第一〇八話 あふれて、見えない
まぶたの隙間から流れ込む雨と汗が、目にしみる。
打ち続ける剣戟の金属的な音が耳の中で反響して、頭痛がひどい。
肺は常に酸素を求めてあえぎ続け、両脚は伸びきったゴムのようにその収縮力を失っていく。
「この通りを向こうへ抜けると、街の外門に出られます。そこさえ突破できれば、森の方へと逃げられるはずです」
リョーコの隣に並んだニールが、その短髪から水滴を散らしながら、眼前の天使の顔面に三節棍を叩き込む。

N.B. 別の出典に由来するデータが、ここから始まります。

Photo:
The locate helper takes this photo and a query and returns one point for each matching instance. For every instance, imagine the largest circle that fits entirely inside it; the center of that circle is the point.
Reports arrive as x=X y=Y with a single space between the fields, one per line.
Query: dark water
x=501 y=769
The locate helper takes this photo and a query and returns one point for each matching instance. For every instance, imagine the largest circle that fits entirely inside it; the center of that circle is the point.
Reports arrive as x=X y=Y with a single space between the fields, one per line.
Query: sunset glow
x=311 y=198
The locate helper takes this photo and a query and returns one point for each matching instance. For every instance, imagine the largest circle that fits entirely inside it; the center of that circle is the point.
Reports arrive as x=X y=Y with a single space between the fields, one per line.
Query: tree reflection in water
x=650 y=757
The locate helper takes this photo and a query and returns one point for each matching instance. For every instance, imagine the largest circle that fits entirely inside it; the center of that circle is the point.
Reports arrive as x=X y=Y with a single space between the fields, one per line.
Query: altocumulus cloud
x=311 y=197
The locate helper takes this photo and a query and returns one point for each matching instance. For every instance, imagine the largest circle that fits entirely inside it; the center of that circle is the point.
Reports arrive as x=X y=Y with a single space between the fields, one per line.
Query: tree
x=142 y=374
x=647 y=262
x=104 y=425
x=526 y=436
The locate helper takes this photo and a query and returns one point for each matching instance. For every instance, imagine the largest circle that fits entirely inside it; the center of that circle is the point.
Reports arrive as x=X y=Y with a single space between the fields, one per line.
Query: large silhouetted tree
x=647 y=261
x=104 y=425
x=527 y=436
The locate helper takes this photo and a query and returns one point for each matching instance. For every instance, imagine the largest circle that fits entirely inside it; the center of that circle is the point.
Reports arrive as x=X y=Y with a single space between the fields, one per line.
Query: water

彼の精悍な顔は返り血ですっかり赤く染まり、まるで手負いの狼のようだ。
「それは、わかっているんだけれどね」
その通りの向こう側が、いまだ見えない。
霧雨で、景色が煙っているせいではない。
壁、壁、壁。
分厚い方陣を組んだ天使たちの群れが、幅広いはずの街路をびっしりと埋め尽くしていた。
がいん。
「破瑠那」の刀身越しに、天使の一体が振るったメイスの衝撃が伝わる。
リョーコは相手の胸に左ひじを叩き込んで後方へ通し戻すと、横なぎの一閃で首を両断した。
じゅうという音を立てて溶解していく仲間の上を乗り越えて、後方から別の天使が突進してくる。
とっさに地面すれすれに這いつくばったリョーコは、その背中にバトルアックスが通り過ぎる風圧を感じた。
体をひねって起き上がりざまに刀を跳ね上げ、腹部から顎まで一気に斬り上げる。
ぶるんと「破瑠那」を振るって水滴と血糊を払ったリョーコは、後方をちらりと振り返った。
「レイラさん、後ろは大丈夫⁉」
「こっちは心配しないで、リョーコ。とにかく、少しずつでも前に進んで!」
リョーコとニールの後ろでしんがりを務めているレイラの声音は、普段と少しも変わらないように思えた。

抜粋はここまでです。